Licht - das Fenster zur Wirklichkeit.

Wir sehen links eine Grafik mit 16.556 Bytes im GIF Format gespeichert und
wir erkennen einen Wald. Wenn wir die gleichen Bytes als TXT Format aufrufen,
dann ist der Wald weg und wir sehen nur noch ein unverständliches Gewusel
an Symbolen wie unten. Dabei hat sich bei den Daten gar nichts geändert und
mit unseren Sinnen auch nicht. Die Anzeigen sind beide richtig und wahr.
Die Änderung findet auf einer ganz anderen Ebene statt. Dort ändert sich nicht die
zugrundeliegende Wirklichkeit, sondern einfach nur das Fenster, durch das wir die
Welt dahinter sehen.

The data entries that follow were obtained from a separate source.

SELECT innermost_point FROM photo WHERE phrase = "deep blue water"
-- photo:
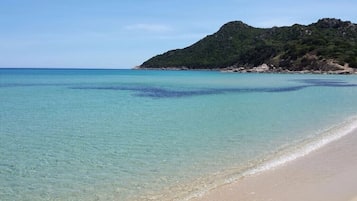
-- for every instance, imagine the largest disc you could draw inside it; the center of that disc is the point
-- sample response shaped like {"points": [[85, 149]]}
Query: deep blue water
{"points": [[69, 134]]}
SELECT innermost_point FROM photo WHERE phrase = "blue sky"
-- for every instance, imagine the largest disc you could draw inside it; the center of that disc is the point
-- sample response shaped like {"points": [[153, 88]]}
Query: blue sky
{"points": [[125, 33]]}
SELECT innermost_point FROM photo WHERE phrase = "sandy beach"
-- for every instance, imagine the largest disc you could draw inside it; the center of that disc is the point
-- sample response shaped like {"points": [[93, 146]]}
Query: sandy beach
{"points": [[327, 174]]}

Hier ist es das Programm, mit dem Daten angezeigt werden.
Dieses kleine Beispiel kann,
auf den Kosmos übertragen, natürlich nur andeuten, das weder Mathe noch
Mystik, Religion oder Physik im Besitz der alleinigen Wahrheit sein können.
Und die Sinne in der Tier- und Pflanzenwelt können wir gar nicht nachfühlen.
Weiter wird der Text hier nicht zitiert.